Relying on the decision in Folsom, supra, Wyatt contends that summary judgment in Hertz's favor was improper because the trier of fact must always weigh the equities. In effect, Wyatt argues that summary judgment is never appropriate in an action for money had and received. But the Supreme Court of Georgia also made clear in Folsom that summary judgment may be granted when there is an admission of liability or indisputable facts clearly establish liability. Id. at 404. This is such a case, because the written release executed by Wyatt conclusively establishes the correct settlement amount agreed upon by both parties.
The laws of contract governing the effect of a release are well established. "In Georgia, a release is subject to the same rules as govern ordinary contracts in writing, and parol evidence is not admissible to contradict or vary the terms or stipulations." (Citations and punctuation omitted.) Thomaston v. Fort Wayne Pools, 181 Ga. App. 541 (1) (352 SE2d 794) (1987). "Parties to a contract are presumed to have read their provisions and to have understood the contents. One who can read, must read, for he is bound by his contracts." (Punctuation omitted.) O'Brien Family Trust v. Glen Falls Ins. Co., 218 Ga. App. 379, 382 (3) (461 SE2d 311) (1995). While a legal excuse, such as fraud, may be shown for failing to read, the fraud must prevent the party from reading the contract. Beckwith v. Peterson, 227 Ga. 403, 404 (1) (181 SE2d 51) (1971).
In this case, it is undisputed that Wyatt executed a release agreeing to forgo her claims against Hertz's insured for the sum of $1,500. She is a college graduate with some postgraduate education, and she is employed as a fraud analyst for a local bank. Although Wyatt claims that she does not recall reading the release or that she only "scanned" it, she has demonstrated no legal excuse for failing to read it, and she is bound by its provisions. Nor has she demonstrated harm to herself beyond spending the money mistakenly paid, which generally does not constitute "prejudice" in an action for money had and received. Folsom, supra at 406. The trial court properly granted summary judgment in favor of Hertz.
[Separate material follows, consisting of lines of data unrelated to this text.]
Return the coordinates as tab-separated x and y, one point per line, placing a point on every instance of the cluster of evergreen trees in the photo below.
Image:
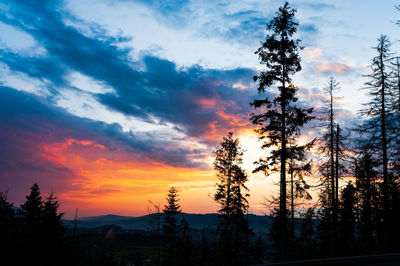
352	217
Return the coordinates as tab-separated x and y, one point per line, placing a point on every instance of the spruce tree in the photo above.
53	229
231	195
32	236
8	230
376	127
347	222
367	190
280	119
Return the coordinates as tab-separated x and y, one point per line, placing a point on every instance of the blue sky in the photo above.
157	82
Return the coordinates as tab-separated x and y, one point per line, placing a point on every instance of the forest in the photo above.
356	171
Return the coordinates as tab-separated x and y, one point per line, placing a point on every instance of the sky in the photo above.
110	102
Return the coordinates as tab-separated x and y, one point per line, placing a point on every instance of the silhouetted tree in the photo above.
280	121
377	112
171	227
307	241
329	146
53	230
231	196
185	252
154	222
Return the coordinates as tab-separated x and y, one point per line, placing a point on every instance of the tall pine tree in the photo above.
231	195
280	120
171	227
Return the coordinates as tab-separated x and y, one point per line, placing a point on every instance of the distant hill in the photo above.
196	221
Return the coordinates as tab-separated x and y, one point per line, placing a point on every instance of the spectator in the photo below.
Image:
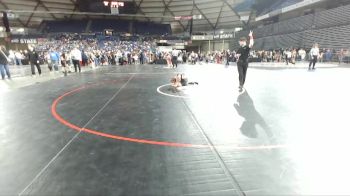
33	57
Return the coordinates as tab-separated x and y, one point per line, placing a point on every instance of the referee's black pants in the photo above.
313	61
32	67
242	67
76	64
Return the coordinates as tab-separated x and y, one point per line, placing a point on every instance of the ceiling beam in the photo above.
47	9
138	9
165	10
217	21
7	8
205	17
172	13
31	15
76	6
234	11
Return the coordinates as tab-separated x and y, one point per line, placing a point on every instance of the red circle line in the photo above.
59	118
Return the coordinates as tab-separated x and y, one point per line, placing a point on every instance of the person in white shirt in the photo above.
288	55
314	54
302	54
76	58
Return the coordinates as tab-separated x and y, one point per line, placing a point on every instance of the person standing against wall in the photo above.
4	61
76	58
242	56
33	58
314	54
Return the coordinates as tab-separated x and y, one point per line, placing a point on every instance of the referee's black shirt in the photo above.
244	52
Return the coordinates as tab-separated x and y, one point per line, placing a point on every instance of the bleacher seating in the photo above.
279	5
99	25
66	26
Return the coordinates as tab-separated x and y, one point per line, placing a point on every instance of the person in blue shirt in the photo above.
55	59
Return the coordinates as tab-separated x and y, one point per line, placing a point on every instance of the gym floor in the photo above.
122	131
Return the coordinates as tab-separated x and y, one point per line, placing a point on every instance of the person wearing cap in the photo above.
33	57
242	55
4	61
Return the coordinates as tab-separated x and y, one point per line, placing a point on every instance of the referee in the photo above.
242	56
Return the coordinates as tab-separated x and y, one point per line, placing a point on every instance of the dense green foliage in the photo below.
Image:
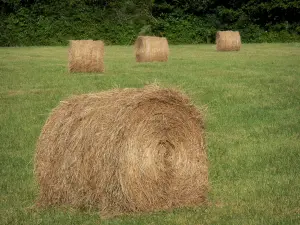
251	100
53	22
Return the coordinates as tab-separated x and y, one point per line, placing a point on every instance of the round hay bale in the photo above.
123	151
150	49
228	41
86	56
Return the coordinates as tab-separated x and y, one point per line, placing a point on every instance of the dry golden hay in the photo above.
150	49
228	41
86	56
123	151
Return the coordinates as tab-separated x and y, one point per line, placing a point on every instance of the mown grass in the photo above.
252	102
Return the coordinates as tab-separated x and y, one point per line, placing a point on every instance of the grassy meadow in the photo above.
251	100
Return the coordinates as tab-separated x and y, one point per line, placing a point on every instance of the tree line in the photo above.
54	22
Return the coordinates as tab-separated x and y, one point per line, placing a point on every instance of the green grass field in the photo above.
252	104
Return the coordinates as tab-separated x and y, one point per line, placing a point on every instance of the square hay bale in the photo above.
228	41
150	49
86	56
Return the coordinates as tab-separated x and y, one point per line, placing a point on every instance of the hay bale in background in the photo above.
86	56
228	41
122	151
150	49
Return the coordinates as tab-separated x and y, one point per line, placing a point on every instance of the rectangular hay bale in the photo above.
86	56
150	49
228	41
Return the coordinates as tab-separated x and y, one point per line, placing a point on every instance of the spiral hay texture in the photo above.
86	56
123	151
150	49
228	41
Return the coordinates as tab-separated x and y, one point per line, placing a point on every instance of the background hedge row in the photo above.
54	22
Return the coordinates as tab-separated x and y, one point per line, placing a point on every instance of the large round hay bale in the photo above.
86	56
228	41
122	151
150	49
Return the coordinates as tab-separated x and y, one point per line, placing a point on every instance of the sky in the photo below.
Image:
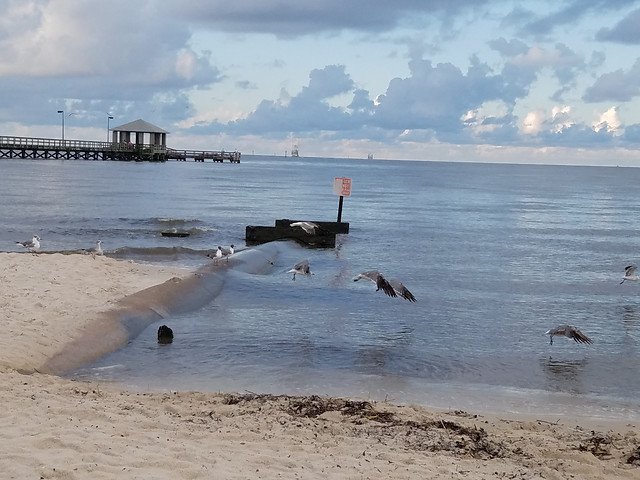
529	81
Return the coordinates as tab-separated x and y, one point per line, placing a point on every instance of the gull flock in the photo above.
390	287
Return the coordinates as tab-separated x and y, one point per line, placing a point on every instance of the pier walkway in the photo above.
48	148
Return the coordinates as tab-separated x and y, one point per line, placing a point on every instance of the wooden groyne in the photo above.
49	148
202	155
323	237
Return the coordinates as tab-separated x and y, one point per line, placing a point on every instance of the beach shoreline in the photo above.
54	427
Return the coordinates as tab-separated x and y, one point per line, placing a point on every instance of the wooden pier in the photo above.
48	148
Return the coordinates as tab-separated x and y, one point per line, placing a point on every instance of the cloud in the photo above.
303	17
625	31
438	97
568	13
618	86
307	111
608	121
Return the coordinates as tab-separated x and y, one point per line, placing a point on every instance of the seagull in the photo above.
301	268
216	256
229	252
401	290
31	245
630	274
381	283
308	227
568	331
97	250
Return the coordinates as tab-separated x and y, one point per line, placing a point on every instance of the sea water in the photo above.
495	255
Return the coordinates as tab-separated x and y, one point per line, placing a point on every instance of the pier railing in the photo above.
31	147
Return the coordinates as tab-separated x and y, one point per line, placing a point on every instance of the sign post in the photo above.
342	187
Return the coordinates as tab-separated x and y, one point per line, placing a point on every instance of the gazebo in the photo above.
140	129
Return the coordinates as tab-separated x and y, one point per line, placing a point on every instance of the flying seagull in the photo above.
401	290
301	268
31	245
97	250
630	274
568	331
381	283
308	227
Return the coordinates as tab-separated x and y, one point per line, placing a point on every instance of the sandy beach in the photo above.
56	428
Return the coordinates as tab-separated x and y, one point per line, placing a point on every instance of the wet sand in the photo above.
52	427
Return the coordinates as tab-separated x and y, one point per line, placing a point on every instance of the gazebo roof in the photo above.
139	126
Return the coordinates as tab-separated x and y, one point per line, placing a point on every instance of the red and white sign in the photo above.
342	186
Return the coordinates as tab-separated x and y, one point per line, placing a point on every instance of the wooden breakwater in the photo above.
49	148
323	237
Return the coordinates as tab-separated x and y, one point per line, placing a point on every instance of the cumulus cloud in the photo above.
608	121
617	86
625	31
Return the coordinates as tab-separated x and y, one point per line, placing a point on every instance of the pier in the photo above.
121	148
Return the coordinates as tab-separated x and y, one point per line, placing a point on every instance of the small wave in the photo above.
157	253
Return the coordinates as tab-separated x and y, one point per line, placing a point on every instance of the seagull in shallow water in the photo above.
568	331
630	274
381	283
401	290
228	253
216	256
308	227
97	250
31	245
301	268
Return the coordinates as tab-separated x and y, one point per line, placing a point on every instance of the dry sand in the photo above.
56	428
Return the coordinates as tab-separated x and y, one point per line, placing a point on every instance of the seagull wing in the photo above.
384	285
302	267
577	335
402	290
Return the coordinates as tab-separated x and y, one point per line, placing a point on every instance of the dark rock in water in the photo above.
174	233
165	335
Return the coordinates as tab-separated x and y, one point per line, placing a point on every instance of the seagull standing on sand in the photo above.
381	283
97	250
630	274
308	227
301	268
31	245
568	331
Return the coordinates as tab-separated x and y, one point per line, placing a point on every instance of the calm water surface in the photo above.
495	254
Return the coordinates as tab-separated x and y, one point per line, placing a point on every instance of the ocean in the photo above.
495	254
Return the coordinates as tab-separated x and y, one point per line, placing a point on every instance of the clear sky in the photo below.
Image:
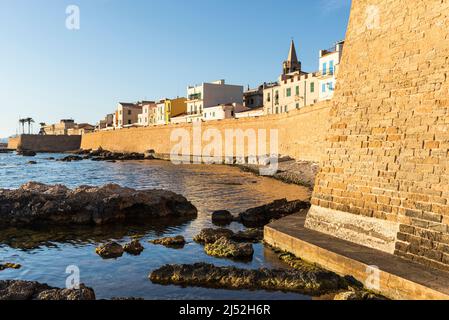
130	50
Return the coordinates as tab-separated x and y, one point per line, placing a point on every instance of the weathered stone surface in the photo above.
36	203
260	216
222	217
26	153
178	241
358	295
226	248
212	235
71	158
210	276
110	250
27	290
248	235
134	247
9	265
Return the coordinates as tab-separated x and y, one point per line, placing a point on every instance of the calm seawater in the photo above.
45	254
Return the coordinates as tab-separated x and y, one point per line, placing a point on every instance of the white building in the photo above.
209	95
329	65
222	111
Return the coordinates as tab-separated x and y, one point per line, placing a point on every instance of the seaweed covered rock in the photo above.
134	248
110	250
39	204
226	248
210	235
312	283
28	290
261	216
9	265
178	241
222	217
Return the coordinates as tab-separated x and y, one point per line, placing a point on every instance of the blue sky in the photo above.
148	49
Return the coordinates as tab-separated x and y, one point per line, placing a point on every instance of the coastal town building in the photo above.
127	114
329	66
148	116
107	123
251	113
206	95
222	111
60	128
253	98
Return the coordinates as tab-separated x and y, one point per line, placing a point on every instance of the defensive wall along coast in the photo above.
300	134
382	194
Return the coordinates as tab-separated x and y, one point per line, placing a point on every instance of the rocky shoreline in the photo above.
40	204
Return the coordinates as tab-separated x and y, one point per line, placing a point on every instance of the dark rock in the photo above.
27	290
134	248
222	217
249	235
261	216
110	250
9	265
178	241
26	153
359	295
212	235
71	158
40	204
312	283
226	248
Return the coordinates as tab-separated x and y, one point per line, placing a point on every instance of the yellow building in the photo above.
174	108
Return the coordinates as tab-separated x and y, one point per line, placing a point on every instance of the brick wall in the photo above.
301	134
45	143
387	150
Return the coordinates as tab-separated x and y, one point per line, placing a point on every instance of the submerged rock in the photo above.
226	248
40	204
248	235
26	153
206	275
358	295
27	290
9	265
212	235
261	216
134	247
222	217
71	158
178	241
110	250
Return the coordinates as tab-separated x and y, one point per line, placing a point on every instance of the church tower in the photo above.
292	64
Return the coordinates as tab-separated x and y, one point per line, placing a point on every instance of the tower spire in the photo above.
292	64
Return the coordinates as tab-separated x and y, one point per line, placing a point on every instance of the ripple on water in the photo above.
45	254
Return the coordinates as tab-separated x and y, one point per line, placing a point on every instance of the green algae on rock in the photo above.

2. The trial court's order also directed that Wyatt pay reasonable attorney fees and costs pursuant to OCGA 9-15-14, but contained no findings of fact. When a judgment awards legal fees or expenses of litigation under OCGA 9-15-14, but contains no findings by the trial court of conduct that would authorize the award, that portion of the judgment must be vacated. Shimshi v. A. G. Spanos Dev., 228 Ga. App. 669-670 (492 SE2d 531) (1997). Accordingly we vacate that portion of the trial court's order awarding attorney fees. Upon remand, the trial court is directed to reconsider the award under OCGA 9-15-14, enter appropriate findings of fact, and enter a new judgment from which the losing party is authorized to appeal. Id.
Fain, Major, Wiley & Brennan, Charles A. Wiley, Jr., David S. Fried, Brian M. Leepson, for appellee.
Blackmon & Dudley, Nathaniel H. Blackmon III, for appellant.